Dorian lashes east Canada at hurricane force most of Sunday

TORONTO — The storm that already walloped the Virgin Islands, Bahamas and North Carolina lashed at far-eastern Canada with hurricane-force winds for much of Sunday, knocking out power to hundreds of thousands of people before beginning to weaken late in the day.

Dorian hit near the city of Halifax Saturday afternoon, ripping roofs off apartment buildings, toppling a huge construction crane and uprooting trees. There were no reported deaths in Canada, though the storm was blamed for at least 50 elsewhere along its path.

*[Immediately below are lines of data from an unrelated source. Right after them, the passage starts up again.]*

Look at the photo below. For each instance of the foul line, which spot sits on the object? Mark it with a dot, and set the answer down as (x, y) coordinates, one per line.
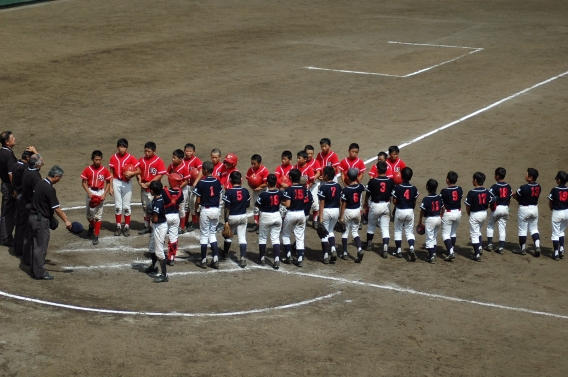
(170, 314)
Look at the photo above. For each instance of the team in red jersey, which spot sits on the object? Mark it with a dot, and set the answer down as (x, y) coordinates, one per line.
(96, 182)
(123, 166)
(152, 168)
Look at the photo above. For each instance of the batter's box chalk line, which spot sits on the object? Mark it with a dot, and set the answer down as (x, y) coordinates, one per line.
(472, 50)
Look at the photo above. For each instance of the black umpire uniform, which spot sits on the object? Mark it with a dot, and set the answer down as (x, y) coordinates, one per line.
(30, 178)
(7, 161)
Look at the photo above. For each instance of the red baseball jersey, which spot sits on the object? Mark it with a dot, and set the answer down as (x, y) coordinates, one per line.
(151, 167)
(306, 171)
(330, 159)
(262, 171)
(396, 166)
(117, 163)
(96, 177)
(193, 163)
(180, 169)
(373, 173)
(348, 163)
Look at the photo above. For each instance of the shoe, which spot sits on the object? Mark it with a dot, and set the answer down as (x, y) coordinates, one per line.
(46, 276)
(412, 255)
(150, 270)
(333, 258)
(201, 264)
(143, 231)
(519, 251)
(450, 257)
(161, 279)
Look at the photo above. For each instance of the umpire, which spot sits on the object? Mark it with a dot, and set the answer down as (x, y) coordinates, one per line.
(41, 220)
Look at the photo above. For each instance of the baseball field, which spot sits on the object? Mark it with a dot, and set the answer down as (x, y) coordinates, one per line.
(458, 85)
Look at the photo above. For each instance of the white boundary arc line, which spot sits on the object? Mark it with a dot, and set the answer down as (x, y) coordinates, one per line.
(170, 314)
(474, 50)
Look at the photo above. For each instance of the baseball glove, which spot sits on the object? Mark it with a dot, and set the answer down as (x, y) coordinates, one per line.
(227, 233)
(340, 227)
(322, 232)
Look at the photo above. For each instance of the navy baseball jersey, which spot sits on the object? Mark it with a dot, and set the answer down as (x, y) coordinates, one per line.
(451, 196)
(351, 195)
(237, 199)
(158, 209)
(330, 193)
(209, 190)
(269, 201)
(502, 193)
(380, 189)
(528, 194)
(559, 198)
(406, 195)
(297, 195)
(172, 200)
(478, 199)
(432, 205)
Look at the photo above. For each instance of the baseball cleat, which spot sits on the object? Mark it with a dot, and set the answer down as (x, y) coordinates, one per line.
(161, 279)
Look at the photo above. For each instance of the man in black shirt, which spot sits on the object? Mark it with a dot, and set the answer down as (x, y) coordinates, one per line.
(44, 205)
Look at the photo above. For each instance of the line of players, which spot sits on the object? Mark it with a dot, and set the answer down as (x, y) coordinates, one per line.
(212, 190)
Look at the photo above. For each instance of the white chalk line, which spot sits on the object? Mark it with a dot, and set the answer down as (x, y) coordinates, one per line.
(419, 293)
(474, 50)
(171, 314)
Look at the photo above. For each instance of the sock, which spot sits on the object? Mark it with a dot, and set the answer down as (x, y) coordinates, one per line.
(164, 268)
(154, 259)
(522, 242)
(203, 251)
(448, 244)
(316, 215)
(358, 242)
(98, 225)
(536, 239)
(262, 250)
(276, 249)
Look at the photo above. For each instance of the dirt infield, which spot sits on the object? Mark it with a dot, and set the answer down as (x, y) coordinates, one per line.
(77, 75)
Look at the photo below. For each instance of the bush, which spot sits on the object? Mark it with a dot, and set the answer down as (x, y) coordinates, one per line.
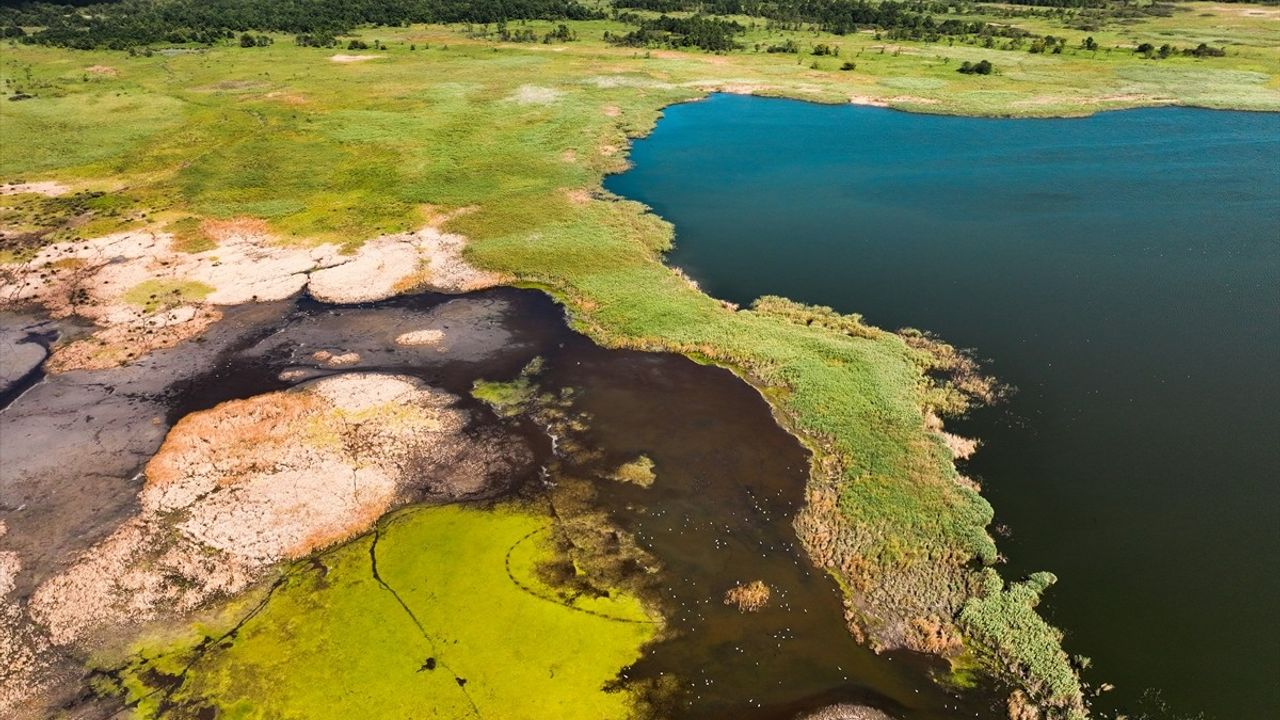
(979, 68)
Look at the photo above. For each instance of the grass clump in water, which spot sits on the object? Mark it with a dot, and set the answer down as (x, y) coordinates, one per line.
(160, 295)
(638, 472)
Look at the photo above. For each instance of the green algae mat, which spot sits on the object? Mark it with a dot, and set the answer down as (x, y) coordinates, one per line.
(453, 623)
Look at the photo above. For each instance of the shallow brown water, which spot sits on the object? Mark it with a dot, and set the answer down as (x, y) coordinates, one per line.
(728, 484)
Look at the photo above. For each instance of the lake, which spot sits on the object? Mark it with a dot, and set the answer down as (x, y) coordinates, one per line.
(1121, 272)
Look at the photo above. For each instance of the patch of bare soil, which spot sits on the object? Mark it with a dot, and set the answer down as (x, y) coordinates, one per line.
(535, 95)
(92, 279)
(392, 264)
(341, 58)
(254, 482)
(23, 648)
(429, 337)
(49, 188)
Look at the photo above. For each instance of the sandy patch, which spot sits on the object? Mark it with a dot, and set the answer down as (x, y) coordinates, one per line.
(387, 265)
(24, 652)
(50, 188)
(92, 279)
(336, 360)
(126, 341)
(287, 98)
(627, 81)
(535, 95)
(353, 58)
(252, 482)
(417, 338)
(1249, 12)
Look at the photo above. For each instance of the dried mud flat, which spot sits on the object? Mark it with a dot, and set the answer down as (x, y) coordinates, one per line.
(144, 294)
(114, 519)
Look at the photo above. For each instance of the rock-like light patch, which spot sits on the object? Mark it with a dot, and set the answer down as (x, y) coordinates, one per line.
(94, 279)
(255, 482)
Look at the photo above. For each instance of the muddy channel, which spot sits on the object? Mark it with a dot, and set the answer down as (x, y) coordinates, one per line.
(727, 479)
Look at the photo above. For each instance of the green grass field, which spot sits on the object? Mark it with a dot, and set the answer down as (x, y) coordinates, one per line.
(524, 133)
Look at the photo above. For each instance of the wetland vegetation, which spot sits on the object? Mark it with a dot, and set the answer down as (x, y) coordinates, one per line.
(336, 164)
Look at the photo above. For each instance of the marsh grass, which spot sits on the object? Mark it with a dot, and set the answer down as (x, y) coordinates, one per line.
(328, 151)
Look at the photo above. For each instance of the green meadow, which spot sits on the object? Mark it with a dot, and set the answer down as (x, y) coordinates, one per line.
(522, 135)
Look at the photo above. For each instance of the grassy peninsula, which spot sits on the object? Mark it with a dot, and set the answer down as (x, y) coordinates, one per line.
(503, 141)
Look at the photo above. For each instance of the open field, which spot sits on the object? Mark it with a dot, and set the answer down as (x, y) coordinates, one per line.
(320, 150)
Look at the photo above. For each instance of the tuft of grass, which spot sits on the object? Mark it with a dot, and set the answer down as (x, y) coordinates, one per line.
(188, 236)
(638, 472)
(346, 153)
(159, 295)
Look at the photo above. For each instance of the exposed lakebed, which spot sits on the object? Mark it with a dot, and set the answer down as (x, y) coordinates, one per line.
(1121, 272)
(727, 483)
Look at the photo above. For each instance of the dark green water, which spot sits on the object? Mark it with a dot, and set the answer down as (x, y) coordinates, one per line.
(1121, 270)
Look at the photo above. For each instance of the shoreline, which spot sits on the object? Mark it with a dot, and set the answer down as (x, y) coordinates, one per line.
(603, 314)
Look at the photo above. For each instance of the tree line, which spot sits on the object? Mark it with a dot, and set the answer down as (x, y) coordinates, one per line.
(696, 31)
(131, 23)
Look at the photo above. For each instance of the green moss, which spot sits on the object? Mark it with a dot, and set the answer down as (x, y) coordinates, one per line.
(346, 153)
(334, 642)
(1002, 625)
(188, 236)
(638, 472)
(511, 397)
(158, 295)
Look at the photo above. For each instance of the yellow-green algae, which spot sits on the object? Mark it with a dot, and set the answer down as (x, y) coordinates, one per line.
(323, 150)
(458, 624)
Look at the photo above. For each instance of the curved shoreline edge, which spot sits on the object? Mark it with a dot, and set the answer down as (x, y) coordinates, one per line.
(977, 620)
(887, 513)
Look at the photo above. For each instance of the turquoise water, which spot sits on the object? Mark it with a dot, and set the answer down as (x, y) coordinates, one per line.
(1123, 272)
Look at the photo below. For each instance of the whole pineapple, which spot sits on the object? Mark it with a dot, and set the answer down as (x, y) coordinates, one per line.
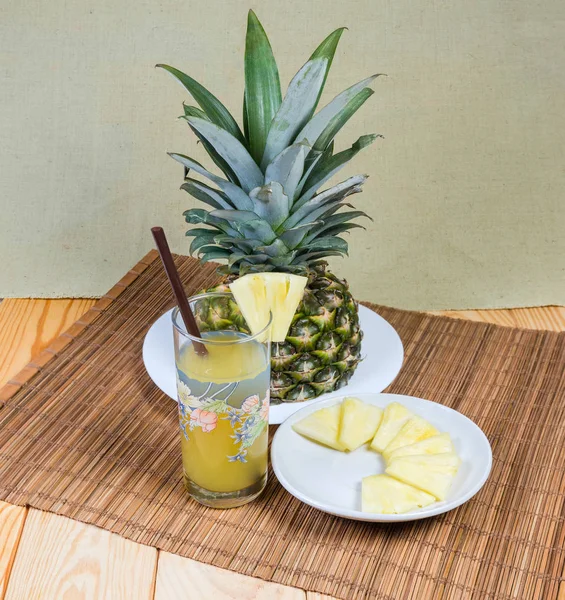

The U.S. National Hurricane Center said the post-tropical cyclone was centered about 65 miles west-southwest of St. Anthony, Newfoundland, in late afternoon Sunday. Its top sustained winds had slipped to 65 mph, below the 74 mph threshold of hurricane force. It was heading to the northeast, roughly up the St. Lawrence River, at 23 mph.

The track was taking take the storm near or over northwestern Newfoundland or eastern Labrador and then out over the North Atlantic by evening.

Nova Scotia officials asked people in the province to stay off the roads so crews could safety remove trees and debris and restore power.

The government said up to 700 Canadian troops would be fanning out across the Maritimes to help restore electricity, clear roadways and evacuate residents in flooded areas

Nova Scotia Power Inc. chief executive Karen Hutt said over 400,000 Nova Scotia Power customers lost power at the peak of the storm and 50,000 had since been restored. About 80% of Nova Scotia’s homes and businesses were blacked out — the highest in the company’s history. Hutt said some customers could remain without service for days.

On Prince Edward Island, about 75% of homes and businesses had no electricity by Sunday afternoon, according to the province’s Public Safety Department.

Widespread blackouts affecting up to 80,000 NB Power customers were reported in southern New Brunswick.

By far the greatest devastation caused by the storm was in the Bahamas, where Dorian struck a week ago as a Category 5 hurricane with 185 mph winds and then hovered just offshore for more than a day and a half, obliterating thousands of homes.

Planes, cruise ships and yachts were evacuating people from the Abaco Islands and officials were trying to reach areas still isolated by flooding and debris.

The country’s National Emergency Management Agency said it was sending in extra staff because operations had been hampered by the storm’s impact on local workers.

The agency said it was setting up shelters or temporary housing for the newly homeless across the islands and appealed for Bahamians to take in storm victims.

Health Minister Duane Sands said Sunday the death toll had risen by one to 44. Dorian was blamed for five deaths in the U.S. Southeast and one in Puerto Rico.

Meanwhile, floodwaters were receding from North Carolina’s Outer Banks, leaving behind a muddy trail of destruction. The storm’s worst damage in the U.S. appeared to be on Ocracoke Island, which even in good weather is accessible only by boat or air and is popular with tourists for its undeveloped beaches.

Residents who waited out the storm described strong winds followed by a wall of water that flooded the first floors of many homes and forced some to await rescue from their attics.

“We’re used to cleaning up dead limbs and trash that’s floating around,” said Ocracoke business owner Philip Howard said Saturday. “But now it’s everything: picnic tables, doors, lumber that’s been floating around.”

Gov. Roy Cooper said about 800 people had remained on the island to wait out Dorian, which made landfall Friday morning over the Outer Banks as a far weaker storm than the monster that devastated the Bahamas.

The governor said officials were aware of no serious injuries on the Outer Banks from the storm. About 200 people were in shelters and 45,000 without power Saturday, according to the governor’s office. Emergency officials transported fuel trucks, generators, food and water to Okracoke.

Dorian also lashed the eastern tip of Maine with heavy rain, strong winds and high surf as the storm passed offshore. Several hundred homes and businesses lost power.